Let's get our Family on!

My best friend my protector from the day i left the womb.

We not only shared a heart but we also shared a room.

And with our tiny bodies lying in our queen sized bed we'd flap the wool blanket grandma left.

The sparks that flew between us were huge and island sized.

They disappeared and reappeared in front of our very eyes.

And with each beat of my heart i knew that yours beat too

because we were sisters, the kind the world never knew.

You became my mother at the age of 8 but were my father long before that.

You taught me everything a child should know and the adult reasoning behind it.

You showed me what to fear out in the dark.

You showed me what to fear out in the world

You showed me the ins and outs of the playground, the playhouse and the social circles of highschool

You made my lunches while mom was at work.

You showed me how to sort my clothes from light to dark

And this whole time you were still my constant companion, my best friend, and my sister.

With your wild grin you’d drag me into the wildest places.

In our firmly grasped hands I could see a world that didn’t exist.

I could see the dinosaurs grazing in the grass lands of our front yard.

I could see the train you'd built in grandpa's basement.

I could see the witch in the top window of the barn that was charred.

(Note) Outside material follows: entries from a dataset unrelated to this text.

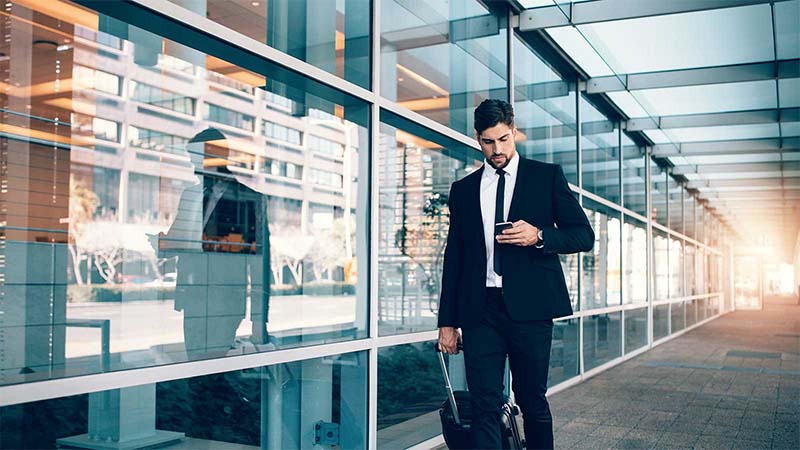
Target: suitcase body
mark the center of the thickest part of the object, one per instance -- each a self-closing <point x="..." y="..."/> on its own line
<point x="456" y="417"/>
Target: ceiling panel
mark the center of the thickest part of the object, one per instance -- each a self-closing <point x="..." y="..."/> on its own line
<point x="700" y="39"/>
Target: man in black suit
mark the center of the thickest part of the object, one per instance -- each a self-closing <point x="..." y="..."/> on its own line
<point x="504" y="291"/>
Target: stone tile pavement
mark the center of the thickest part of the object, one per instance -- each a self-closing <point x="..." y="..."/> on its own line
<point x="733" y="383"/>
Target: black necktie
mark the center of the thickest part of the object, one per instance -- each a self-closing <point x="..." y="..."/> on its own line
<point x="498" y="217"/>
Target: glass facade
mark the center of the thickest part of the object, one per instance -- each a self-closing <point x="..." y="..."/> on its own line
<point x="235" y="238"/>
<point x="602" y="277"/>
<point x="425" y="48"/>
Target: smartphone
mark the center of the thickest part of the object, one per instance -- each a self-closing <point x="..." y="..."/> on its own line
<point x="499" y="227"/>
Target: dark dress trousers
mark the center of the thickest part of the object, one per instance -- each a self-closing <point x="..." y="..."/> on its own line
<point x="515" y="321"/>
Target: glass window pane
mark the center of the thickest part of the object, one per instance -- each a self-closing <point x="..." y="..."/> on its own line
<point x="581" y="51"/>
<point x="600" y="149"/>
<point x="425" y="49"/>
<point x="789" y="92"/>
<point x="635" y="329"/>
<point x="678" y="318"/>
<point x="675" y="205"/>
<point x="709" y="98"/>
<point x="787" y="33"/>
<point x="564" y="352"/>
<point x="569" y="265"/>
<point x="689" y="269"/>
<point x="699" y="39"/>
<point x="410" y="393"/>
<point x="601" y="267"/>
<point x="660" y="321"/>
<point x="676" y="270"/>
<point x="634" y="261"/>
<point x="271" y="407"/>
<point x="628" y="104"/>
<point x="689" y="211"/>
<point x="158" y="245"/>
<point x="633" y="176"/>
<point x="660" y="264"/>
<point x="723" y="133"/>
<point x="602" y="339"/>
<point x="417" y="169"/>
<point x="331" y="35"/>
<point x="658" y="195"/>
<point x="544" y="107"/>
<point x="691" y="312"/>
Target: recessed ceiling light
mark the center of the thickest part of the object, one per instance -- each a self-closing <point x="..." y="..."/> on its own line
<point x="45" y="44"/>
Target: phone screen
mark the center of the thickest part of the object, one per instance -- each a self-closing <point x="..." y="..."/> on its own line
<point x="499" y="227"/>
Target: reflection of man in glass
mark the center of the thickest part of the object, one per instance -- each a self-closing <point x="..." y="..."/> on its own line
<point x="220" y="240"/>
<point x="504" y="288"/>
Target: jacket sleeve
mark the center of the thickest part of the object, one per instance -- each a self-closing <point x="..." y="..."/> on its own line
<point x="451" y="272"/>
<point x="572" y="232"/>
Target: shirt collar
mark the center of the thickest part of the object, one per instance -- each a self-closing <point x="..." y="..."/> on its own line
<point x="510" y="169"/>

I could even see the jungle we treked through as secret agents.

We had the matching outfits and the matching voices too

even now our mother looking back can't tell who is who.

But it all came crashing down.

The house of cards we hastily built the perfect home we shared.

With rubber ducks and shooting stars our world went up in smoke.

Even now i don't know how it started

even now i don't know how i could've stopped it

but all i know is that i still loved you then.

I loved beside the bruises.

I loved you beside the cuts.

I loved you beside the names and slurs and i loved you just because.

Because family is built on trust.

And i knew no one was there.

I knew you meant love when you'd pull my hair.

So society may say i'm screwed up. And honestly that may be true.

But the only thing thats ever mattered was being there for you.

So now you have it under control

we all now know how to duck and roll

but i hope you know beside it all you have my heart most of all.

Out of every person in the family you have the biggest part.

You don't even realize

You simply are my heart.

The wails the cries

the black and bruised eyes

were nothing but physical because watching you feel lost alone was the worst torture of it all.

You don't see the pride in my eyes you don't see the tears but i love you most of all my dearest big sister.